If leadership quality drops slightly, the company should not fall apart.
AI as guardrails, not autonomy
This is where AI becomes interesting.
Not as a replacement for leadership. But as guardrails for it.
Think of it like a technical system. You do not rely on perfect operators. You design the system so failure is hard.
AI can:
- enforce standards
- check consistency
- surface deviations early
- execute repeatable work
- reduce decision load
The human stays in control. The system reduces the damage of normal human variation.
That is the bet.
Why most AI-in-business experiments fail
Most attempts fail for one reason: drift.
Small changes in inputs cause large changes in outputs.
- a prompt changes slightly
- context is missing one day
- extra information appears the next
- the model behaves differently under the hood
For creative work, this is fine.
For business operations, it is unacceptable.
In business, the rule is simple: the same input should produce the same output.
Most agent-based setups today cannot guarantee that. So trusting them with a real company would be irresponsible.
Unless the approach changes.
The top-down approach
Most AI adoption is bottom-up.
- automate emails
- generate content
- answer support tickets
- build small tools
Useful, but limited.
We take a top-down approach.
That means:
- define what the business is
- define how it should behave
- define standards and targets
- define decision rules
- define escalation paths
- define feedback loops
Only then do we let AI operate inside those boundaries.
Not via chat. Not via free-running agents.
Through controlled software systems.
The system we use
This experiment combines three components.
Big BOB
A collection of proven consulting knowledge. Boring. Old. Effective.
The kind of knowledge that turns chaos into predictable performance.
BASE100
A standard model to describe any business in a consistent way.
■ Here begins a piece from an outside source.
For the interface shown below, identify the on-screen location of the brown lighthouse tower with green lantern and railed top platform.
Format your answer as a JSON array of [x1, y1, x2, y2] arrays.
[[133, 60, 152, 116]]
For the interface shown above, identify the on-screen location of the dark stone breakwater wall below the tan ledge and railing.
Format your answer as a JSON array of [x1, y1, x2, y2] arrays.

Most companies cannot clearly describe themselves as a system. That makes automation fragile.
BASE100 becomes the shared language between humans, software, and AI.
BOSS
The implementation roadmap.
This is not a switch you flip. It is a sequence.
BOSS defines how a real, messy company is converted step by step into an AI-supported operation, without breaking it.
What Marqui actually does
This is exactly how we work at Marqui.
We step into companies and apply this system to:
- professionalize operations
- reduce decision load
- remove bottlenecks
- improve margins
- stabilize execution
- prepare the business for exit
The result is not a flashy AI demo.
The result is a company that is harder to mess up.
The 2026 experiment
In 2026, this system will be tested on a real business.
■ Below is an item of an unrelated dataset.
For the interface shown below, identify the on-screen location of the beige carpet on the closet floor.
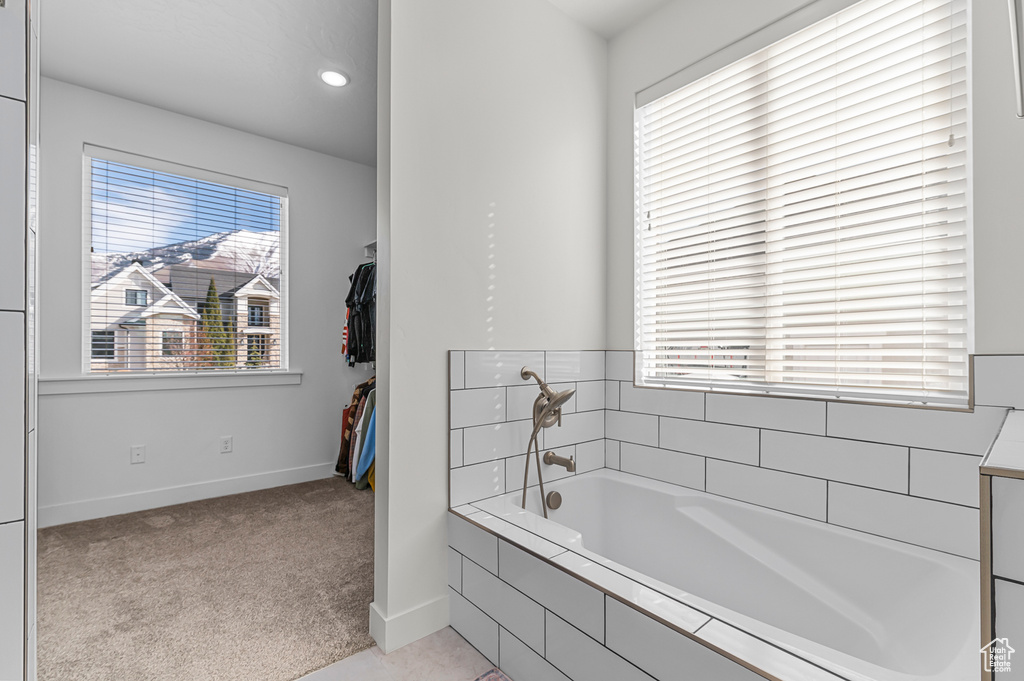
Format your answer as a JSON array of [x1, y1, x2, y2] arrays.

Not a simulation. Not a sandbox.
A small company. Near break-even. Full of complexity. Real staff. Real customers. Real consequences.
I am committing up to €1,000,000 to this experiment.
Because opinions do not matter. Results do.
Why follow this series
This is not a motivational blog. It is not a marketing channel.
It is a public engineering log.
You will see:
- what we design
- what breaks
- what works
- what does not
- how complexity is reduced
- how systems replace heroics
If you run a business, this shows what professionalization looks like in practice. If you operate inside one, it shows how structure beats effort. If you invest, it shows what makes companies durable and sellable.
No hype. No shortcuts. No magic.
Just systems.
One sentence to remember
The future is not AI replacing leaders.
It is leaders supported by systems that make businesses reliable.